Йозеф внезапно вскочил из-за стола. Кулаки у него сжались сами собой, лоб покрылся испариной.

– Послушай меня, Тони. Слушай внимательно. Твоя затея безумна. Я тебе уже говорил и повторяю: я немецкий патриот. У меня полный ящик медалей. Я люблю свою страну. Нацисты дойдут до определенного предела, но не дальше, поверь мне. Как только все уляжется, ограничения будут сняты. Никто серьезно не пострадает.

– Как насчет Лео? Разве он не пострадал?

– Твой брат вел себя как дурак. Хотел жениться на шиксе [3]! Я и без Гитлера знаю, что это грех.

Презрение сверкнуло в темных глазах Антонии. Она с такой силой затушила сигарету, что пепельница завертелась волчком. А потом ее гнев столь же внезапно угас.

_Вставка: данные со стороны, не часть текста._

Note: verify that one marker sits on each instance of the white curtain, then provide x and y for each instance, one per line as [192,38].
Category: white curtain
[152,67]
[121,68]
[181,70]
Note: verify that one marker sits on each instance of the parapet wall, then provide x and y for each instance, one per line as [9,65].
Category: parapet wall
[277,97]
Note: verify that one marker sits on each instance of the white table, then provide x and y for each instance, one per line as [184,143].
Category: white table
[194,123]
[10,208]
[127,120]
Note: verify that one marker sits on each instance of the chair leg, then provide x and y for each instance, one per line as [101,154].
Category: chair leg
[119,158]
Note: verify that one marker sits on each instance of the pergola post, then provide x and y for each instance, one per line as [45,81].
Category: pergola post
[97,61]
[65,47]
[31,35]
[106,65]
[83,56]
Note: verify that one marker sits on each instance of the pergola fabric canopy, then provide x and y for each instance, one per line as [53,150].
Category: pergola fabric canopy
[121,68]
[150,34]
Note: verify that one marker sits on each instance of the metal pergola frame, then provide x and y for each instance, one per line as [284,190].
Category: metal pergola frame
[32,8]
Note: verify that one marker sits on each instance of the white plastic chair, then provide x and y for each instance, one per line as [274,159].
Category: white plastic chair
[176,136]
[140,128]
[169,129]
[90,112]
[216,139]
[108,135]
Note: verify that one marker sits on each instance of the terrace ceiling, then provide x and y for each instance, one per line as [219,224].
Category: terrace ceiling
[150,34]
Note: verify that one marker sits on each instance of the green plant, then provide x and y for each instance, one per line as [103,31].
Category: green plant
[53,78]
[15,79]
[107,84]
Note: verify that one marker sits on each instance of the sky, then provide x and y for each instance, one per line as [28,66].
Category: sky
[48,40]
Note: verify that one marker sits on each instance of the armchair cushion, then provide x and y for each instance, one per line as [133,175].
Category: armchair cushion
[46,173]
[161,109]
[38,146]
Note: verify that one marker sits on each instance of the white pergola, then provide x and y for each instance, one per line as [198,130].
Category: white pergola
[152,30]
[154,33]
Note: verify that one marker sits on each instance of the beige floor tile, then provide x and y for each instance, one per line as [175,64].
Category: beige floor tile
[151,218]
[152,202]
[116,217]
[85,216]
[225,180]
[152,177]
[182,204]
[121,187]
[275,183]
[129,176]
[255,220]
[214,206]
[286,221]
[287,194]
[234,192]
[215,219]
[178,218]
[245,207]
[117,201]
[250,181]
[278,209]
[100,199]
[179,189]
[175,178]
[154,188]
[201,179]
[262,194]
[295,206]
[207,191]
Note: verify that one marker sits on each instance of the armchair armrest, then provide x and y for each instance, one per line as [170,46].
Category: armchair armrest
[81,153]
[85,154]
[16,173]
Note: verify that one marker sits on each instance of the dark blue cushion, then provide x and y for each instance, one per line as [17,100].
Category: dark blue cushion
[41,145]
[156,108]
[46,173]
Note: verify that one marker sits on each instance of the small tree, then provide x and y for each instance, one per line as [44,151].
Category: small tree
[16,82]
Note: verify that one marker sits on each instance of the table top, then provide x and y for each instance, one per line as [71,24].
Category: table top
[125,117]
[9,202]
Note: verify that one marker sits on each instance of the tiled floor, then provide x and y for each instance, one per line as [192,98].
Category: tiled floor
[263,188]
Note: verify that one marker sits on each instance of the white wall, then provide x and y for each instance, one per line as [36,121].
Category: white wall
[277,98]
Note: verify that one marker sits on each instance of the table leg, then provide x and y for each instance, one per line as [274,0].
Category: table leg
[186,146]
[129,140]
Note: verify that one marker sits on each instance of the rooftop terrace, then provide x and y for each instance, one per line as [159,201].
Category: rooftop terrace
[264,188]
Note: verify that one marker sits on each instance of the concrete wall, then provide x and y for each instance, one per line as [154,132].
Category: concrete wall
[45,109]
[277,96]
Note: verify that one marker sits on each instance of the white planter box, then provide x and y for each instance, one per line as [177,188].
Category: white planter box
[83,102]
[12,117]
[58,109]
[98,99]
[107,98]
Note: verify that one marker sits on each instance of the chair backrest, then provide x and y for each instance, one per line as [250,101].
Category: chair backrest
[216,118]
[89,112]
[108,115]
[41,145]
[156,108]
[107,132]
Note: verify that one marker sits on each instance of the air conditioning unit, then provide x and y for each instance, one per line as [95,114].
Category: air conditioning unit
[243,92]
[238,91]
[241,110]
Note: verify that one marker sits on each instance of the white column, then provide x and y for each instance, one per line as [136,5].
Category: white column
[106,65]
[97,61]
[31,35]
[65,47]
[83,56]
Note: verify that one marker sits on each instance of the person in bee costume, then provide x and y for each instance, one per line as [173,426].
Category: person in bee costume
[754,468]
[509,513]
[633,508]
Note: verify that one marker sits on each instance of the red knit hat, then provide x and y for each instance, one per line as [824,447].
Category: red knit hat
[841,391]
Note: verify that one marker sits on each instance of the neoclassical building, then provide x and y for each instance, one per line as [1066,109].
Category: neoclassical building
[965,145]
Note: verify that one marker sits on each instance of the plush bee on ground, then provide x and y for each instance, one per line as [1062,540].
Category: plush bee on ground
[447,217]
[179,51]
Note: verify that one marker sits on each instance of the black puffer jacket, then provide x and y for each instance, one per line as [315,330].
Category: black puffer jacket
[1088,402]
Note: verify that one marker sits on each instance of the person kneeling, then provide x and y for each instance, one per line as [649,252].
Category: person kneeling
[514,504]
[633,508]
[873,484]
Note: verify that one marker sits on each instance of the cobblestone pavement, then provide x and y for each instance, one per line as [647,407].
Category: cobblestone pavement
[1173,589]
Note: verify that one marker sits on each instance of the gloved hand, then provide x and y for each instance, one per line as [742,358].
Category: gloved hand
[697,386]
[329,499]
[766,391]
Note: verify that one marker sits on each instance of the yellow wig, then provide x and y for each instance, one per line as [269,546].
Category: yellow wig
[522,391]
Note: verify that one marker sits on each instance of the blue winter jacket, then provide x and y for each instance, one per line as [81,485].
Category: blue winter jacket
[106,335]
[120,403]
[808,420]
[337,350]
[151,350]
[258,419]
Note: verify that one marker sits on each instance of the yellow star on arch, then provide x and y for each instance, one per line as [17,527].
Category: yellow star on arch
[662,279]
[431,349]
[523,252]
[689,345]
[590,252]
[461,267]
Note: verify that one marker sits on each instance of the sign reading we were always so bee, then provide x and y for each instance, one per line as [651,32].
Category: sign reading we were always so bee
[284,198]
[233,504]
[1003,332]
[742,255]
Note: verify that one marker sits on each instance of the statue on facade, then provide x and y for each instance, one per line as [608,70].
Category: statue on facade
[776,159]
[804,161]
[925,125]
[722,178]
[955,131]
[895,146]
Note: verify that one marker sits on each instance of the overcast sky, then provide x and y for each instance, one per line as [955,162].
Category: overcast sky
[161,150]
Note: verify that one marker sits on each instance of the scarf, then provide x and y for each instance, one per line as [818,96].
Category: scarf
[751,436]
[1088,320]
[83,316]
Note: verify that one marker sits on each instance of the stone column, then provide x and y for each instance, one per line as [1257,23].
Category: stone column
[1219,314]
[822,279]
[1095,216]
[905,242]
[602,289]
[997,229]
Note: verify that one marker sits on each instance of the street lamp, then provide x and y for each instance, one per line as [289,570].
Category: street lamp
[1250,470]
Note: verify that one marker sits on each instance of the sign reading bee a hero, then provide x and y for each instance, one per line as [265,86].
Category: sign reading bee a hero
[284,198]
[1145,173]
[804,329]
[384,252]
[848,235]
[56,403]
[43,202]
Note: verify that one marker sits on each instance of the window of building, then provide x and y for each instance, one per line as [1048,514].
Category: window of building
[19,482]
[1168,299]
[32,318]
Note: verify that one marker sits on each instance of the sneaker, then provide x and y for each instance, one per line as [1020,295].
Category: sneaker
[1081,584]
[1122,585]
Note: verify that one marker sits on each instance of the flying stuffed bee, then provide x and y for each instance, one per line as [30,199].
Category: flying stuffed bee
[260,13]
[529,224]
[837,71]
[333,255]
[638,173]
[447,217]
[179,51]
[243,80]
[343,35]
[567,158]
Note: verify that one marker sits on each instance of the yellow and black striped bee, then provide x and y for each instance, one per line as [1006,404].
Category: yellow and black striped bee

– Это ты ведешь себя как дурак, Йозеф Зильберштейн, – проговорила она устало. – Я тебя прощаю только потому, что знаю: в обычное время ты ни за что не сказал бы мне ничего подобного. И несмотря ни на что, я люблю тебя.

Он стоял посреди комнаты, бессильно опустив руки и глядя на нее с мучительным стыдом.

– Но запомни мои слова, Йозеф, – продолжала Антония. – Очень скоро дела пойдут еще хуже, гораздо хуже. Поверь мне – скоро произойдет нечто ужасное. – Она подошла вплотную к мужу и заглянула ему прямо в глаза. Он отшатнулся. – И тогда тебе придется переменить свое мнение, Йозеф. А мне остается лишь молить бога, чтобы не было слишком поздно.

* * *

Девятого ноября Гизела начала жаловаться на боль в горле. В тот же вечер, пока в Нюрнберге и по всей Германии свирепствовали эсэсовские погромы, у девочки поднялась температура, но лишь вечером следующего дня их сосед, доктор Грюнбаум, смог к ним заглянуть.

– Скарлатина, – объявил он, осмотрев Гизелу. – Не могу сказать точнее, пока не появится сыпь, но сейчас по всей округе дети болеют.

– Сними пальто, Карл, позволь мне угостить тебя чаем, – предложила Антония. – У тебя измученный вид.

– Лучше кофе. Без сливок и побольше сахара.

Они прошли в гостиную, и Антония разлила по чашкам кофе из серебряного кофейника.

– Здесь, в доме, так спокойно – с грустью вздохнул доктор. – А мир за окном напоминает грязный свинарник. – Глаза у него были воспаленные, на скулах проступила щетина, пальто было испачкано кровью. – Сегодня у меня было пятнадцать вызовов, Тони. Пятнадцать наших друзей. Все они были избиты. Большинство из них пришлось выводить из шока.